Improving regulatory frameworks is not a constraint on the industry but a catalyst for its development. Clear regulations reduce uncertainty and open up stable pathways for blockchain plus AI in institutional markets.
However, the most fundamental obstacle is the lack of convincing large-scale benchmark cases that demonstrate the commercial value of these technologies. The traditional AI industry relied on ChatGPT to drive growth, and a widely popular product attracted substantial capital and talent for continuous innovation. The blockchain plus AI sector currently lacks similar high-profile success stories. Apart from initial community enthusiasm, no projects have successfully penetrated enterprise production or daily consumer scenarios, failing to attract the attention of traditional institutional investors. The absence of such benchmark cases is the biggest barrier preventing conservative institutional capital from investing in this field.
Putting aside short-term market trends, blockchain plus AI has not yet established itself firmly within the traditional AI value chain.

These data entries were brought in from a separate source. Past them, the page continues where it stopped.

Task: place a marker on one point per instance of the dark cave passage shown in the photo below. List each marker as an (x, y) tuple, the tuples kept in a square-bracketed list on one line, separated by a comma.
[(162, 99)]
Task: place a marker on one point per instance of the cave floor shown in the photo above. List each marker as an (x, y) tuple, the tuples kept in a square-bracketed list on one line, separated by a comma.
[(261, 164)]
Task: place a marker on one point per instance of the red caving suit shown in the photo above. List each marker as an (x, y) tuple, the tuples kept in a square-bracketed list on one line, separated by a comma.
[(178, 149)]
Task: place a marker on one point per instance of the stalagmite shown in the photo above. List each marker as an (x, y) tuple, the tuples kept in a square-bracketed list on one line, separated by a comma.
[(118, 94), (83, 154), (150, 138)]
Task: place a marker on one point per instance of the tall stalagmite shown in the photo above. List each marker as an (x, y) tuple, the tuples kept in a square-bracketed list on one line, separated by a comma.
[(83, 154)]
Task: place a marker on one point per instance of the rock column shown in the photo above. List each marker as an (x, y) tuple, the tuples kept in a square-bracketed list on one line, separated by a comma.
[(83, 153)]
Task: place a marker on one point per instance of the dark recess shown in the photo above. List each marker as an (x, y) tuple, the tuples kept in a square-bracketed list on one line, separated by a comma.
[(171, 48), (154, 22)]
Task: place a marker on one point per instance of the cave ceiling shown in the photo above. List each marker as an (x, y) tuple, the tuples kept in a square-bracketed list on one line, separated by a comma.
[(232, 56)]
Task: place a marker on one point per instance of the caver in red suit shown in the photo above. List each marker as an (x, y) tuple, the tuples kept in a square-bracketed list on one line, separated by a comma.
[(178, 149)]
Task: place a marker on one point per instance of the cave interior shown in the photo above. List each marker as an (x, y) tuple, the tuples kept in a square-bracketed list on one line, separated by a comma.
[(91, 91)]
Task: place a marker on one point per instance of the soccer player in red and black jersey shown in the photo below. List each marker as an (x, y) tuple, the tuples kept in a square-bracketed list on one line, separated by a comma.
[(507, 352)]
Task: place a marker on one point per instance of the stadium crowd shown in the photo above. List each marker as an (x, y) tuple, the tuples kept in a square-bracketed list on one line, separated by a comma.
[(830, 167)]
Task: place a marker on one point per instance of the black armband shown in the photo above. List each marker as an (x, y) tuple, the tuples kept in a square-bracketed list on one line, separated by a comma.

However, this does not mean that the combination of these technologies is valueless. The core reason for the lukewarm reception of this sector is the misalignment between the mature industry demands and the technical approaches being pursued in each subfield. The traditional AI industry's key priorities are short-term performance improvements, cost optimization, and extreme infrastructure stability, while most blockchain plus AI solutions focus on data ownership, operational transparency, and decentralization. These are not the immediate bottlenecks facing the industry, and implementing them often requires sacrificing performance, making it difficult to justify the investment.
Before the rise of the AI boom, power infrastructure companies were generally considered mature and slow-growing.
However, the surge in data center-driven power demand changed this perception, attracting significant market attention. The current indifference towards blockchain AI may reflect a similar lag effect: the value of infrastructure has not fully been realized before the emergence of a new paradigm. During this transition period, it is crucial for the industry to address the actual needs of the market. There are two possible paths forward: actively adapt to the standards of the mature AI value chain to address short-term performance shortcomings, or stick to existing technical approaches and continue to invest in infrastructure that will support the large-scale adoption of next-generation AI. The ultimate direction of blockchain plus AI will depend on which path can better meet the future market demands. This divergence marks a critical inflection point where the sector must choose between immediate utility and long-term architectural superiority.